事例紹介①:ハウス食品グループ本社株式会社|人事ができる“仕事と介護の両立”支援の実践ポイント#7

  • 組織
  • ダイバーシティ&インクルージョン

※本記事は、株式会社日本総合研究所様より寄稿いただいたものになります。

前回の第6回までは、効果的な仕事と介護の両立支援の取り組み方として、経済産業省「仕事と介護の両立支援に関する経営者向けガイドライン」のステップに沿って、それらの具体的な取り組み方法について解説してきました。

今回の第7回~第12回までの6回(予定)は、企業の具体的な取り組み事例を紹介し、それらの事例から導かれる仕事と介護の両立支援施策の効果的な進め方のヒントについて解説を行います。

なお、ご紹介する企業は、仕事と介護の両立支援に長年取り組まれ、先進的な施策や工夫をされている企業を選定しました。今回ご紹介するのは「ハウス食品グループ本社株式会社(以下、ハウス食品グループ)」の事例です。

寄稿者石田 遥太郎株式会社日本総合研究所 リサーチ・コンサルティング部門 シニアマネジャー

シンクタンクに勤務した後、2012年より医療福祉関連ベンチャーのスタートアップメンバーとして参画し、医療介護施設の開設及び運営のコンサルティングに従事。また管理部門の責任者として、経営管理全般(経営企画、財務、人事、システム等)を担当。2019年日本総合研究所に入社。リサーチ・コンサルティング部門にて、健康分野、医療介護分野における政策提言、調査研究、民間企業向けのコンサルティングに従事。

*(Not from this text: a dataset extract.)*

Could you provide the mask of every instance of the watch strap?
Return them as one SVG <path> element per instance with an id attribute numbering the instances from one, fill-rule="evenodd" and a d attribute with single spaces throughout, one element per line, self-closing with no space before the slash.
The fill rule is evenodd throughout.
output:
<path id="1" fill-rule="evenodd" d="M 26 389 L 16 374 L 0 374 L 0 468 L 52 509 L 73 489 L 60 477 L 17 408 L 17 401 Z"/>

寄稿者小島 明子株式会社日本総合研究所 創発戦略センター スペシャリスト

1976年生まれ。民間金融機関を経て、2001年に株式会社日本総合研究所に入社。多様な働き方に関する調査研究に従事。東京都公益認定等審議会委員。主な著書に、『「わたし」のための金融リテラシー』(共著・金融財政事情研究会)、『中高年男性の働き方の未来』(金融財政事情研究会)、『女性と定年』(金融財政事情研究会)、『協同労働入門』(共著・経営書院)。

寄稿者石山 大志株式会社日本総合研究所リサーチ・コンサルティング部門 マネジャー

日系コンサルティングファームを経て現職。入社後一貫して人事組織コンサルティングに従事し、近年は人的資本経営の推進、プロアクティブ人材の育成に向けた取り組み推進に注力。近時の執筆記事等として、「仕事と介護の両立を実現するビジネスケアラー支援」(共著、『労政時報』2024年/労務行政)「エクイティがダイバーシティ施策のカギ-〜人的資本経営とDE&I」(共著、「Power of Work-2023年/アデコ)等がある。

仕事と介護の両立に関する知識・情報の充実によって介護を支える風土を醸成

ハウス食品グループでは、グループ中期経営計画で掲げる成⻑⽀援に施策として仕事と介護の両立支援に着⼿されています。

仕事と介護の両立に関する実態把握やセミナーのみならず、本人、上司、人事との三者面談の機会を設けるなど、多様な施策の実施を通じて仕事と介護の両立に関する知識・情報の充実を図り、働きながら家族の介護を行う従業員を支える風土を醸成しています。

仕事と介護の両立においては、人事主導の両立支援推進に加えて、現場レベルでの調整が重要になってきます。その点で、組織風土を醸成されているハウス食品グループの取り組みは参考となる好事例であると思います。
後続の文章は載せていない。